Domingo de Resurrección

Hay un poema de Robert Louis Stevenson que siempre me pareció muy hermoso, pero nunca supe por qué. Se llama Prelude y habla en él un tamborilero que va reclutando soldados por los pueblos ayudándose del redoble de su instrumento. Tiene ese tono heroico y soñador que caracteriza a Stevenson. Pero nunca entendí la razón que impulsaba a los vecinos de los pueblos y aldeas a dejarse fascinar por el tambor, por mucho entusiasmo que pusiera el tamborilero en redoblarlo. Al final de la primera Semana Santa que viví en Chinchilla, lo entendí súbitamente.
Casi todos llevaban tambor, menos yo. Y todos lo tocaban con un entusiasmo jubiloso. El pueblo entero se había lanzado a la plaza, vestido con la túnica de cualquiera de las cofradías en que se reparten los vecinos, y con ese soniquete, a medias militar, a medias religioso, que tiene algo de folclórico y algo de masón, y puede que algo de aquellos sambenitos con que la Inquisición humillaba a los reos, y algo también de la anónima y compartida alegría del carnaval, todo junto. Llenaban de ecos el laberinto medieval de Chinchilla y se inventaban la luz que el mal tiempo le estaba negando a la ciudad.
La Semana Santa chinchillana no está tan enfocada hacia afuera como hacia adentro, hacia el propio pueblo, hacia las raíces. Poco importa que, por causa de los nubarrones y el frío intempestivo, alguna vez haya habido más gente desfilando que observando el desfile. Recuerdo aquel artículo en el que Octavio Paz definía la fiesta popular como el momento en que los individuos diluyen sus identidades personales en el personaje colectivo y se convierten en el Pueblo con mayúsculas. En Chinchilla hay una atmósfera permanente de memoria común que actúa como catalizador de conciencias. La gente se vuelca en cuanto surge la ocasión para reconstruir ese eslabón perdido entre el ahora y las raíces. Lo de menos es cuántos miren, porque hay más vecinos desfilando que en su casa, y el desfile no es hacia los turistas, sino hacia el propio pueblo en 1953, cuando empezaron a recuperarse las cofradías, o hacia principios del siglo XVII, donde se remontan los primeros testimonios de las mismas.

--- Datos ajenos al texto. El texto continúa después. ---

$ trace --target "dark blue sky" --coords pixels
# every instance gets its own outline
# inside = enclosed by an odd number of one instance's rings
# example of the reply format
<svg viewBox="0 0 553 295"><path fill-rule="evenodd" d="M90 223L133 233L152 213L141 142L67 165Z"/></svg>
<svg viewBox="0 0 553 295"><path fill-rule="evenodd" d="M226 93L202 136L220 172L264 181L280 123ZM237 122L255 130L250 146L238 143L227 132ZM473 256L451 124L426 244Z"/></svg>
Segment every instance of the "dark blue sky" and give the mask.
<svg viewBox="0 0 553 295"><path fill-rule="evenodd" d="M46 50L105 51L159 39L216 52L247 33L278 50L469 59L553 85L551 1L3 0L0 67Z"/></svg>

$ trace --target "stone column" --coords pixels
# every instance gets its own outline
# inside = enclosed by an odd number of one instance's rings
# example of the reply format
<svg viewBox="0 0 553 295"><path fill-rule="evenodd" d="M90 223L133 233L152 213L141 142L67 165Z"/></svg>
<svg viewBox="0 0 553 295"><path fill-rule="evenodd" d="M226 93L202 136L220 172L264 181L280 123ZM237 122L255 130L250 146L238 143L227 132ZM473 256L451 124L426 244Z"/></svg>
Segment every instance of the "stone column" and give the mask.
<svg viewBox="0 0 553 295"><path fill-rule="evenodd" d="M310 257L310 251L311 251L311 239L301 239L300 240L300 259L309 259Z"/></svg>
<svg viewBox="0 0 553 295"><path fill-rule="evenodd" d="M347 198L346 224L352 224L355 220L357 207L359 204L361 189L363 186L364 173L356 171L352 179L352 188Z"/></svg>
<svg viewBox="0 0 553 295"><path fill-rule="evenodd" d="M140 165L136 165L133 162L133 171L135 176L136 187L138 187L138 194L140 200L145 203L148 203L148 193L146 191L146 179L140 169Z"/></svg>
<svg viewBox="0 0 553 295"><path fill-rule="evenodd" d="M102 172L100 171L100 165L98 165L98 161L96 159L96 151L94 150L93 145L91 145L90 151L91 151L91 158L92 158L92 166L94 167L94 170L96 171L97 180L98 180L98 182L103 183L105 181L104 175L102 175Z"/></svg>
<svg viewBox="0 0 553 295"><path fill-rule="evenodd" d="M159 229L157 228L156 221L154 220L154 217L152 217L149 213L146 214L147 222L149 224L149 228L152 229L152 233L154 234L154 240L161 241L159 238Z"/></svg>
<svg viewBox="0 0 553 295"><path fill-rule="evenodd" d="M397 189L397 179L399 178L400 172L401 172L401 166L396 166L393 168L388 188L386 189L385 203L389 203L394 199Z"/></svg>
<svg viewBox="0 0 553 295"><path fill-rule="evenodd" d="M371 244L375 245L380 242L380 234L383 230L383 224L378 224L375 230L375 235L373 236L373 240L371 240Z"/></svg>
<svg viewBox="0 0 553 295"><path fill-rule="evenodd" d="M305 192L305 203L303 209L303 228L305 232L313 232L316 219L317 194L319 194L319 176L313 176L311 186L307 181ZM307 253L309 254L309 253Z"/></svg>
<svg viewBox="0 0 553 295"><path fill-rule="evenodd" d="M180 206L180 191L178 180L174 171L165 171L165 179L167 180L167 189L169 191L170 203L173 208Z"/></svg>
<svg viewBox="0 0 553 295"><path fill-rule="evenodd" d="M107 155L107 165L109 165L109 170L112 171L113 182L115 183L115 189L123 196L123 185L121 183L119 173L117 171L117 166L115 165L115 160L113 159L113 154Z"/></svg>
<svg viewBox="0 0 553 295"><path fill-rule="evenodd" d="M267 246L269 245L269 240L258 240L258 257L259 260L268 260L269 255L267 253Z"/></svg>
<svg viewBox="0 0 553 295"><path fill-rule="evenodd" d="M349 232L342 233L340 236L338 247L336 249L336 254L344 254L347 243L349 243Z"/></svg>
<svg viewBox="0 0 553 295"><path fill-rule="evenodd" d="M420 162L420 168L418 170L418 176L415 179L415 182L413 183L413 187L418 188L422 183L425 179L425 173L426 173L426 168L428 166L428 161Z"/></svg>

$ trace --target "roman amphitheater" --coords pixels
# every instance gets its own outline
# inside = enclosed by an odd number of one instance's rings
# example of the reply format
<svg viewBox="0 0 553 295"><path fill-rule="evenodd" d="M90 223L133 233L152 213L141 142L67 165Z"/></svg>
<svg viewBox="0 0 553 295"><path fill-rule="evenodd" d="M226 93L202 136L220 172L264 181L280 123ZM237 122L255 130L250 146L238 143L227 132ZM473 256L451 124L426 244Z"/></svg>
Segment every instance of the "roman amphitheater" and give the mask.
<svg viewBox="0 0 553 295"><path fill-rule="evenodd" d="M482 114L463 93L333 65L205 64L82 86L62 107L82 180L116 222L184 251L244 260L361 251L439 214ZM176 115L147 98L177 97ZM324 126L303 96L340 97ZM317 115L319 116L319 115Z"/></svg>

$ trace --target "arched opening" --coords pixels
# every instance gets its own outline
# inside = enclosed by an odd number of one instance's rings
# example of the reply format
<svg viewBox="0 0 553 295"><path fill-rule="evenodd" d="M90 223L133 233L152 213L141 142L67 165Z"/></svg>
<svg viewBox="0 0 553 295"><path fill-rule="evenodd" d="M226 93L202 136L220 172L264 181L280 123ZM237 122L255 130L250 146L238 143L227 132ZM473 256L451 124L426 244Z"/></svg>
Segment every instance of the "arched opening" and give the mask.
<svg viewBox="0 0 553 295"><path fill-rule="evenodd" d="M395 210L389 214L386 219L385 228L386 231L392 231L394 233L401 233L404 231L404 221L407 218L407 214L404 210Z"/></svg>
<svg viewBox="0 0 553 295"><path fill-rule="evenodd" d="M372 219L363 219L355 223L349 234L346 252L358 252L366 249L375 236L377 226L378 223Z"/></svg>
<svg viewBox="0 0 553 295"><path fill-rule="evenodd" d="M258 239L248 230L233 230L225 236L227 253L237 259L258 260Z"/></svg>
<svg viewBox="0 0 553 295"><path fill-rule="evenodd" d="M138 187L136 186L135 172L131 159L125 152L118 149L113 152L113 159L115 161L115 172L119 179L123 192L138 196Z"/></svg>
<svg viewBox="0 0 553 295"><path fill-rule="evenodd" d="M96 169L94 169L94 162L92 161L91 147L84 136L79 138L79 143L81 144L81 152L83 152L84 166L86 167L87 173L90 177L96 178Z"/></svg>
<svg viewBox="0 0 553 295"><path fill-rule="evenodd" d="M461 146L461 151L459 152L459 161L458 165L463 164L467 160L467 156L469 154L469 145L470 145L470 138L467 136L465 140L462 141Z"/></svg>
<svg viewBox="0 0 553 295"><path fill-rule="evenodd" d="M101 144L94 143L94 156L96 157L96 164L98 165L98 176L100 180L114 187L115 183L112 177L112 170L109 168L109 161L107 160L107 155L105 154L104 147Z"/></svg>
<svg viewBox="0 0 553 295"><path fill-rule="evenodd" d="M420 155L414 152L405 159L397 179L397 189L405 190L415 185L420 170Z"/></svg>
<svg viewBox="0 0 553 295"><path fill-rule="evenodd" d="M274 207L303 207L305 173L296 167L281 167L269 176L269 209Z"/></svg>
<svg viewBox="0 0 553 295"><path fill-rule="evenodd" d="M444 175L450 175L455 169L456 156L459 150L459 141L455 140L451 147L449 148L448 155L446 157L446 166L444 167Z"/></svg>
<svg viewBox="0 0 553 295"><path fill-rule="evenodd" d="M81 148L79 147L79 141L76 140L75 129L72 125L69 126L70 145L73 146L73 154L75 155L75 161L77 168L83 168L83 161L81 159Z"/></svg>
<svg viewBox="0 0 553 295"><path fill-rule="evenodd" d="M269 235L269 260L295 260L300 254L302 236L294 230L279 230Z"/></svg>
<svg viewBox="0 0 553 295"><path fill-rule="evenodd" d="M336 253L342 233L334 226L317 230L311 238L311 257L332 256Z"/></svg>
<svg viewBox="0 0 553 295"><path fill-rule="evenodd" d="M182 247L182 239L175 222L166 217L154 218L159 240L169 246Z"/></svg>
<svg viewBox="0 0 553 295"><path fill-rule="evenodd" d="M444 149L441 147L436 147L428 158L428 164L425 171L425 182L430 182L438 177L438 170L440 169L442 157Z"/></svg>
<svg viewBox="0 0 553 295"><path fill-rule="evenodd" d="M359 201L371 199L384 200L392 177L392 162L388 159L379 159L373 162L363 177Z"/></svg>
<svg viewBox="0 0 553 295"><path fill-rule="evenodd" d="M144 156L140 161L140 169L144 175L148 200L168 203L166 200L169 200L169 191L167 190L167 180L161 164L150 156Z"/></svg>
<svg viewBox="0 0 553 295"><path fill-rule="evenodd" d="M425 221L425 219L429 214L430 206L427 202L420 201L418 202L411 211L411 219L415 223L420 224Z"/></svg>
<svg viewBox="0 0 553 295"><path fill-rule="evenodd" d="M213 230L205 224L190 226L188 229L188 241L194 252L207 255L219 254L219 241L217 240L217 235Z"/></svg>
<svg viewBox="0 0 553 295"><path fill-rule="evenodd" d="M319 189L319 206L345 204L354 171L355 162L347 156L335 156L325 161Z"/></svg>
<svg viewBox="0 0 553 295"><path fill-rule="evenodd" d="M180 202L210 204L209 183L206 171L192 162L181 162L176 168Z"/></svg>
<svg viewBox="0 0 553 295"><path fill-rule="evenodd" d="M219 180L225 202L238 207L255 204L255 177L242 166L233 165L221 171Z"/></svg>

He visto a gente de todos los oficios y de todas las edades tocar la corneta o el tambor o marcar el paso como un solo ser, orgulloso y unánime. He presenciado y envidiado el fervor, tradicional más que religioso, que a todos envolvía y que todos irradiaban, y lo he seguido hasta ese final pletórico del Domingo de Resurrección en que, una vez acompañada la Virgen hasta la Iglesia de Santo Domingo, todas las cofradías regresan confundidas unas con otras, mezcladas las capas, algo cansados y satisfechos los semblantes, y quizá, solo quizá, un pelín velados porque la Semana Santa se acaba hasta el año que viene.
Siempre, en ese día, recuerdo el poema de Stevenson. Y, nada más terminar, acudo a releerlo: “Por soleadas calles y plazas de mercado, / donde quiera que voy, redoblo mi tambor, / donde quiera que voy, con mi casaca roja, /  con las cintas del gorro flameando en mi cabeza…” Después, todos los años me digo: el año que viene, si puedo, no me privo de realizar esta disolución del ego en la muchedumbre de la historia, no dejo que me pillen sin tambor. Pero al año siguiente vuelvo a descubrir que mi papel es el de observador, que alguien tiene que hacerlo. Y vuelvo a ir envidiando la unidad y la camaradería, y sobre todo ese último regreso jubiloso, que en cambio todos los nazarenos coinciden en que es la procesión que menos les agrada, porque es la última.